Mientras escribo esto pasan varias cosas: me sirven el pollo a la cazuela, me lo como, miro constantemente a la calle, y me siento realmente decepcionado. ¿Qué esperaba? ¿Que llegaras sonriendo y me saludaras con un beso? ¡Ni siquiera nos hemos besado!
Aunque pensándolo bien, ¿qué voy a decirte cuando des vueltas por esa puerta y me veas con el gran bocado que me acabo de llevar a la boca? Incluso contemplo la posibilidad de que sea odioso verme ahí, de que pienses que te estoy acosando, de que... No, así no se hacen las cosas (¿cómo entonces?). No tengo tu teléfono, no me atrevo a tocar a tu puerta, y por los demás medios ya ni caso me haces, ¡vaya lío!

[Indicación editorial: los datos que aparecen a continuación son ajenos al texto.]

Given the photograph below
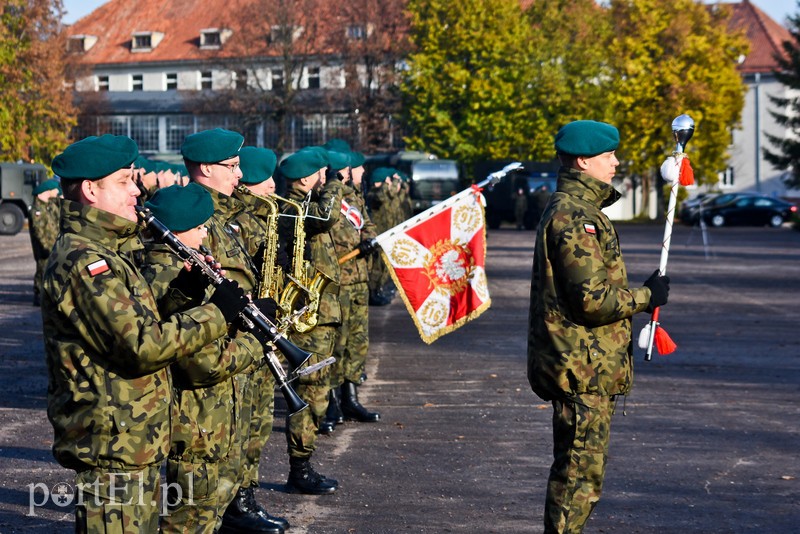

Urgencia por largarme de una vez de ahí, antes de que aparezcas. Como los últimos bocados de pollo a la cazuela, bebo enérgicamente el último vaso con agua de jamaica, de una sola mordida me lleno el buche de gelatina verde al tiempo que con auténtica mímica pido la cuenta. Ya ni recibo el cambio y me levanto justo en el instante en que tú con toda la tranquilidad y frescura que te dan los días de sol sin escuela ni empleo entras llenando el lugar de esa luz que tiene tu mirada. Me quedo quietecito y escondo los ojos en lo más profundo de la bolsa del pantalón para que no notes mi presencia mientras te acomodas en la mesa a la que le doy la espalda. Salgo cuidadosamente y una vez afuera mi mano se desploma sobre mi cara como un bistec sudoroso.
Camino, quiero decir corro a lo largo de las calles, por mi cabeza cruzan todos los pensamientos del mundo apretujándose, como la gente en el vagón de metro al que llego y al cual me incrusto como mosca. Cuando por fin llego a mi casa, miro en mi libro de caras: "qué grosero".